Les pigeons commencent à comprendre (enfin) qu’ils ne sont pas des vaches à lait 🙃

avatar noupot | 

AppleTV me sert de somnifère tant les séries sont ennuyantes, sans parler du wokisme omniprésent.

avatar sebnutt | 

L'avenir et la perennité d'Apple TV et TV+ passent par les droits sportifs. Pas par les films et séries.

avatar Dr. Kifelkloun | 

Je crois que le mot le plus important est "indigestion".
Je vais aux USA et maintenant l'offre de streaming est particulièrement indigeste. A moins de regarder des films, des shows et du sport 24-7 (*), il y a un moment où les dents du fond baignent... Il y a souvent un pb de qualité mais surtout de quantité à mon avis. Donc si ils réduisent la voilure et essayent de faire moins mais mieux, ça m'ira très bien. Aussi, la multiplication des "services" de streaming et l'augmentation des tarifs commence à avoir des conséquences. Beaucoup de gens ont utilisé le streaming pour "couper le câble" et arrêter la logique grossière des "packages" avec des centaines de chaines minables que personne ne regarde et des tarifs XXL. En multipliant les abonnements pour se partager le gâteau, les streamers montrent qu'ils sont aussi pourris et ça commence à se voir.

(*) certains en sont là

avatar Gerrer | 

Adn , secret d’histoire tv , Arte et ftv au top. 👌

avatar Archos | 

Je ne dis pas cela en tant que fanboy Apple, mais après plusieurs années avec des abonnements à Netflix, Amazon Prime, Disney, Apple+ (et Youtube Premium), si je devais ne garder qu'un seul, ce serait Apple.
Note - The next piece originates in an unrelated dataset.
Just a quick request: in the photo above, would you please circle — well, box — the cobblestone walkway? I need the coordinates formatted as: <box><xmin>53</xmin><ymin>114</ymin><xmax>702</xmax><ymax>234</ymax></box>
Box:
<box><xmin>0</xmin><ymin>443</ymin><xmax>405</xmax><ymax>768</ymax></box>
Il y a certes moins de contenu, mais les productions sont tout simplement de meilleure qualité, plus originales, plus intéressantes. Et plus le temps passe, plus ce moment semble se rapprocher.

Le premier à dégager sera Disney. Quasiment inregardable avec sa nauséabonde "woke culture" à tous les étages, puis Netflix et Prime.